Tree Structures Lesson 7

Binary Trees & File Systems

intermediate ⏱️ 50 minutes 🌍 Organizing files and folders, database indexing, routing tables

We’ve explored linear data structures like arrays, linked lists, stacks, and queues. Now, we’re stepping into the world of non-linear data structures with Binary Trees. Trees are incredibly powerful for representing hierarchical relationships, and a perfect real-world analogy to understand them is the familiar structure of a computer’s File System.

Binary Tree Structure

A hierarchical data structure where each node has at most two children.

A: Root

B, C: Children of A, Internal Nodes

D, E, F: Leaf Nodes

Edges: Connections between nodes

🌳 What is a Tree (and Binary Tree)?

A tree is a non-linear data structure that simulates a hierarchical tree structure, with a root value and subtrees of children with a parent node, represented as a set of linked nodes.

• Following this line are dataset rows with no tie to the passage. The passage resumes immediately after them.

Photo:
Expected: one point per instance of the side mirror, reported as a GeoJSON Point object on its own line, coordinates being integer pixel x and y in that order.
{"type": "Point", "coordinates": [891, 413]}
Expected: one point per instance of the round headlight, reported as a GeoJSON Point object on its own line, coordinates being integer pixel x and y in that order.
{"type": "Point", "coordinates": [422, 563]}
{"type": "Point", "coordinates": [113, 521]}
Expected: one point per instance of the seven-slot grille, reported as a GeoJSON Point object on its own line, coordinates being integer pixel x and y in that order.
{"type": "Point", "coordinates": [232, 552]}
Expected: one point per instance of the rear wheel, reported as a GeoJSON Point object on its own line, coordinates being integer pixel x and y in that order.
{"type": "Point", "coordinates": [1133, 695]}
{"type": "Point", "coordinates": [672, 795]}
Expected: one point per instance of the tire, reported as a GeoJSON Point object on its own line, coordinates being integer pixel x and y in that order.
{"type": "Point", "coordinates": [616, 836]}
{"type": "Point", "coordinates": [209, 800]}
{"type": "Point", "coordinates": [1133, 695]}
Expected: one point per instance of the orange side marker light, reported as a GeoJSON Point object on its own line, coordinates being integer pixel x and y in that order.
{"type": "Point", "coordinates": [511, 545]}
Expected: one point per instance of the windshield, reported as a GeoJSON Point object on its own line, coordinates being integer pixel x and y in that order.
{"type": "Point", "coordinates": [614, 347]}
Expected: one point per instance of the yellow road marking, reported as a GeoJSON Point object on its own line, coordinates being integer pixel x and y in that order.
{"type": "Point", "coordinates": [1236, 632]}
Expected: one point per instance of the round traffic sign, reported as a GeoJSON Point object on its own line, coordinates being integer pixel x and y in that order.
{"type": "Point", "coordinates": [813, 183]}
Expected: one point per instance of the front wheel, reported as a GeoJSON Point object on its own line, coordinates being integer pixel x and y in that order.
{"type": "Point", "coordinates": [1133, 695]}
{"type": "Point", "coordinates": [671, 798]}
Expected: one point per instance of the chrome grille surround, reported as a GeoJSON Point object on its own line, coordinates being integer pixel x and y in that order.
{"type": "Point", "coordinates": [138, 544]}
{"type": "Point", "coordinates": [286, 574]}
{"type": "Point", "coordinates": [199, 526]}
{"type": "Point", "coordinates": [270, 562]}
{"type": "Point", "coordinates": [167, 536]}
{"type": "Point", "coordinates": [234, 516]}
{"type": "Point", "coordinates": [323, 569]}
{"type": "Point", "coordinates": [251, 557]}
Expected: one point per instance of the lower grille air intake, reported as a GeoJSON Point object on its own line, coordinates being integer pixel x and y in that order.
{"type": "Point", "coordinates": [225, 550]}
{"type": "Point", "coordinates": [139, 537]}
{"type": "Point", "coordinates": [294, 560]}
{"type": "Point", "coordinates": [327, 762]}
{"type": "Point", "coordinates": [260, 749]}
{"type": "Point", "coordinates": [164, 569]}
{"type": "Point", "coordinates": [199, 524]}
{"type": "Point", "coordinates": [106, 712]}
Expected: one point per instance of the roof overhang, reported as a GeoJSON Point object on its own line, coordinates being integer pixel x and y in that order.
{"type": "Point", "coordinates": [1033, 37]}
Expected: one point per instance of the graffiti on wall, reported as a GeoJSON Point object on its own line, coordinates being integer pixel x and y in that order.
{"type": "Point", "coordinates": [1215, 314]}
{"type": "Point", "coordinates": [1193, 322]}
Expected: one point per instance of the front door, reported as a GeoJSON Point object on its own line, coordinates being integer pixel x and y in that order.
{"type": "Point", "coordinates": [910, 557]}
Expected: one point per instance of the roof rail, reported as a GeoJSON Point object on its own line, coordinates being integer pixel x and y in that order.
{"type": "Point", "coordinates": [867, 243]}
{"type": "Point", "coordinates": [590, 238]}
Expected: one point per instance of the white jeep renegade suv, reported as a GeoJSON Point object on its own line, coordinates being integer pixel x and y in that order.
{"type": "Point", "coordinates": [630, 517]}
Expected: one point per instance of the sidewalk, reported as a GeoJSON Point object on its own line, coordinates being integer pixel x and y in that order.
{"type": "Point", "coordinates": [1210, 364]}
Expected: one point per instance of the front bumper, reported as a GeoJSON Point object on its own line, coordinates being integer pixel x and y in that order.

A Binary Tree is a special type of tree where each node has at most two children, typically referred to as the left child and the right child.

Key Terminology:

Root: The topmost node of the tree. It has no parent.
Node: Each element in the tree (contains data and pointers to children).
Parent: A node that has one or more children nodes.
Child: A node connected to a parent node moving away from the root.
Sibling: Nodes that share the same parent.
Leaf (External Node): A node that has no children.
Internal Node: A node with at least one child.
Edge: The link or connection between two nodes.
Path: A sequence of nodes and edges connecting one node to another.
Depth of a Node: The length of the path from the root to the node.
Height of a Node: The length of the longest path from the node to a leaf.
Height of a Tree: The height of its root node.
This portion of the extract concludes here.